I've had trouble sleeping the past few nights and I don't know y but these are the dreams that have accompanied them.

A couple of nights ago I had a dream that my 2 sisters, my niece, my nephew, my mom, and I were all in the car going to the carnival to listen to a concert. We were on the back road towards the concert deal and my sister n mom were in an argument. I noticed we were going off the road towards the  lake side. I told my sister to be careful b/c I was afraid we were going to go off the edge. She looked back at me and started yelling as she was doing so we went off the edge. My other sister had enough time to tell us to take off our seat belts and roll down our windows and hold our breath right before we hit the water and to get out as soon as we were directly under. We all came up and were fine. I tried to get the car out of the water as if though I had super human strength. My mom argued with my sister to help me she finally did and we pulled it out it was no longer usable i was sad but my sister said we could get a new one. I think i was sad b/c i had a date the next day and no one to get him.

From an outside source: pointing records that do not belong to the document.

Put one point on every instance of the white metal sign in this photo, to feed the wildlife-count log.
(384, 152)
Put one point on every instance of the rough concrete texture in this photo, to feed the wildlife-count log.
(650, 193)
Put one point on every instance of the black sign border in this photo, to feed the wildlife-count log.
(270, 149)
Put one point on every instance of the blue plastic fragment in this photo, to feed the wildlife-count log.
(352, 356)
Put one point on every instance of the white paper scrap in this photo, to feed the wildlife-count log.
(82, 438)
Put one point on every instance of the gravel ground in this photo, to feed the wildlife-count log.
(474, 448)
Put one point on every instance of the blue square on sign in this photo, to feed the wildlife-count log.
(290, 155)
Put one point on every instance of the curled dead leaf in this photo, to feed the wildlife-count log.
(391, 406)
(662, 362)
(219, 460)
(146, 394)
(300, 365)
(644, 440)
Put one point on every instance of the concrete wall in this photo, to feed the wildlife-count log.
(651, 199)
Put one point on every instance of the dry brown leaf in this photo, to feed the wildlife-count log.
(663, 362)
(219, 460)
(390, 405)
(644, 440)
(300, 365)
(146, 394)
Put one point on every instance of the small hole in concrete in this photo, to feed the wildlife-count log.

Last night the dream consisted of me and my cousin matt. We were doing something I think for the army or cops (I think army cuz he was in the army) but any ways we were learning to drive one of the cars he was driving and i was next to him. We were talking and I noticed we were going off the bridge and once again he had enough time to tell me to take off my seat belt and roll down my window and we got out fine.

I don't understand y i am having these kind of dreams. If any one can give me any info on this it would be really appreciated.

----------


## Pegasis

Perhaps your sub conscious is telling you that cars are the big contributor to global warming and the car volume on roads needs to be drastically reduced.

----------


## gods_angel_nixa

interesting but i never think about stuff like that i'm not big into science stuff like that... i thinking maybe it had something more to do with my life.

----------


## Echt

I can relate to this completely. I've been plagued by cars+water dreams for the past four or five years. Mine are usually driving on a rickety bridge and then it collapsing and then I wake up. Anyways, I've found that I usually have these dreams during high-stress time in my life. I know high stress is supposed to stop you from remembering your dreams but for me it causes nightmares. I also usually have these dreams when I'm having conflicts with my family, friends, or even people at school.

----------


## gods_angel_nixa

yeah thanks for the help. I actually looked up main symbols in the dream dictionary and I got this result.

Car 
I have low self esteem and I depend of the control I have on my life. I am restless and uneasy. However, I believe I can successfully overcome anything.
Lake
I have inner peace.
Road
I have a sense of direction due to my goals. I am going steady on the progress and going up the social later.
Trees 
I am concentrated on me and my goals with strength.
Family
My family gives me support along my way. 
Seat Belt
Im very emotional and I have a hard time with controlling that.
 Window
I will get into some trouble and it’s going to be hard as hell to get out of.

----------